Work Text:
*Morpheus POV*
She was born with a name.
It was not yet forgotten, but it will be.
Born to quite traditional parents, in a country somewhere.
In life she'd gone to school. She learned many things there.
She learned numbers and how to count them, although nothing good came of it. She learned letters and how they could create worlds. Well, words, the teachers would correct her. But she was right.
She learned of history, and she thought it had a bad ending.
She'd learned that thoughts lead to facts, and feelings lead somewhere else, and facts don't care about them.
She'd learned that thoughts are meant to be shared, but feelings should be kept secret. And so she did. And she was good at it.
She'd kept it a secret when she broke the cookie jar. The cat gladly took the blame, knowing it would not punished.
She'd kept it a secret when she would play dress up games on the internet. It didn't matter.
She'd kept it a secret when she rolled in her bedsheets in the morning, until the blankets surrounding her body became a long princess gown in her mind.
She'd kept it a secret that she thought pink was a pretty color, and that she would wear it all the time if she was a girl.
She kept it a secret when the voice in her body lowered, and the voice in her head remained high.
She never shared with anybody that she forgot her appearence until she saw it in the mirror. Or that she could feel the girl beneath the color of her thoughts.
Even when she'd heard there was a name for her feelings, she'd kept the name a secret too.
Because the name was everywhere. She'd heard her parents talk about it at the dinner table. Her dad and her progressive sister didn't know they were debating her. She would never participate in those conversations.
Debates were about facts. And facts didn't care about her feelings. Not one bit.
She tried to find joy in going through life knowing that the secret was hers. That no one knew who she was but her. She was the only one who knew her name. She thought of herself as a mystery, unknown. Sometimes it helped.
But her real peace was found in observing. In watching the trees go by through the bus window. It was her comfort in waking life, before and after each school day.
She suffered, yes. But she never had nightmares.
In her sleep, she was cradled by fever dreams. Intense dreams of alternate, yet familiar realities. Like a child who'd just been born, she didn't care what shape she had in her dreams so long as she could explore them.
Her dreams took her to the middle of the woods, and to deserts, to lost abandoned castles and to the edges of endless streams, to endless lonely roads, to boulevards of broken dreams. Yet whichever space she found herself in, however dark or bright, however empty, she found joy.

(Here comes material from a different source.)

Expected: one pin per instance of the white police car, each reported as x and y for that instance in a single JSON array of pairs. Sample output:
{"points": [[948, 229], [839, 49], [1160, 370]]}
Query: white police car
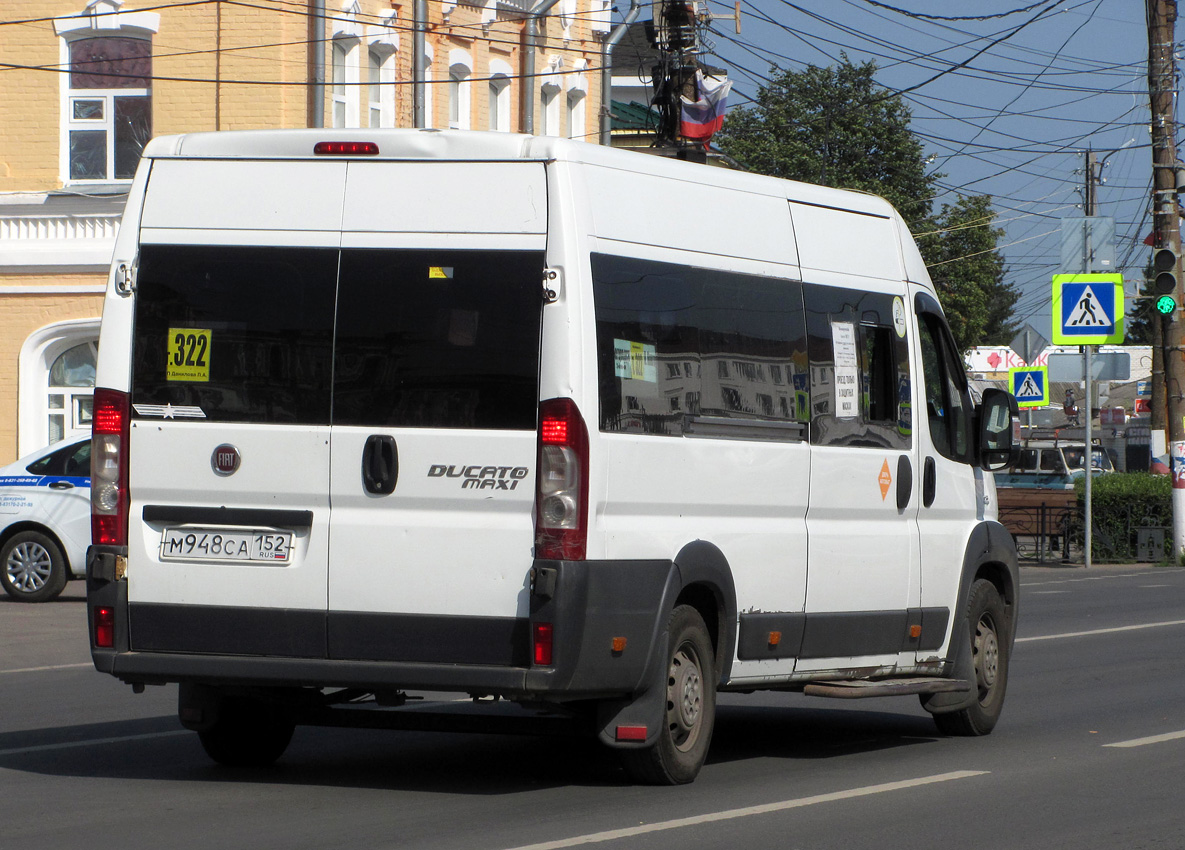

In her waking life she had dreams, but they were distant and frightening promises. Waking dreams demanded action and she was not one to act. While sleeping dreams were harmless, or so she thought, waking dreams could kill.
And they were so painfully distant!... She couldn't reach them if she wanted, not yet.
The people on the internet told her she could. That everything would get better once her years would count to the magic number of eighteen.
She had lived to be thirteen.
She was going to chase another dream. Perhaps she would meet the black haired figure. The only time she'd ever seen a person in her dreams.
Was it a woman wearing black, or a man wearing black? It did not matter. By the time she'd had that dream, she'd known what she wanted to do.
She'd already sent heart emojis to her parents and friends. The jar of pills would take her to her better dream, as they took her grandma to sleep every night.
She realized she had one regret, the only one of her short life. She had never told any of them the truth. She never told them her name.
She died that night, unknown.
Facts don't care about your feelings?
Wrong.
Tales and dreams are the shadow-truths, that will endure when mere facts are dust and ashes, and forgot.
And in my realm, her tale had been written.
The child, the girl, the lost one, the traveler. It was all in the library, in the book which I read. That book, only that book, contains her true name.
In her last minutes, she'd found a last place to explore: The heart of the dreaming. The castle.
She first noticed the walls, the stars, the shapes. She'd never felt so real. Never so known. Never so seen.
The man in the throne was a man after all. The same one she'd met in her dreams.
"Your home is beautiful" -She told me.
And I told her she was welcome to stay. And so she chose.
The dreamers call her the Liminal Space, essence of the dream waters, designer of lonely places. The one who comforts the disturbed and disturbs the comfortable.
Those who know of loneliness, the unknown, the inadequate, the unwanted, the abandoned, find themselves in her.
They feel her presence as they shape, together, the color of her walls, the dim lights of her thoughts, the mist of her breath.
Lost in her solitude there is no judgement, nor comparison with others, for there are no others. In her it is alright to be lost. She, who lives in your dreams and you do not know her. Even if no one sees you, you are never alone, for she is there with you, and she knows you, as I do. She will never forget your name.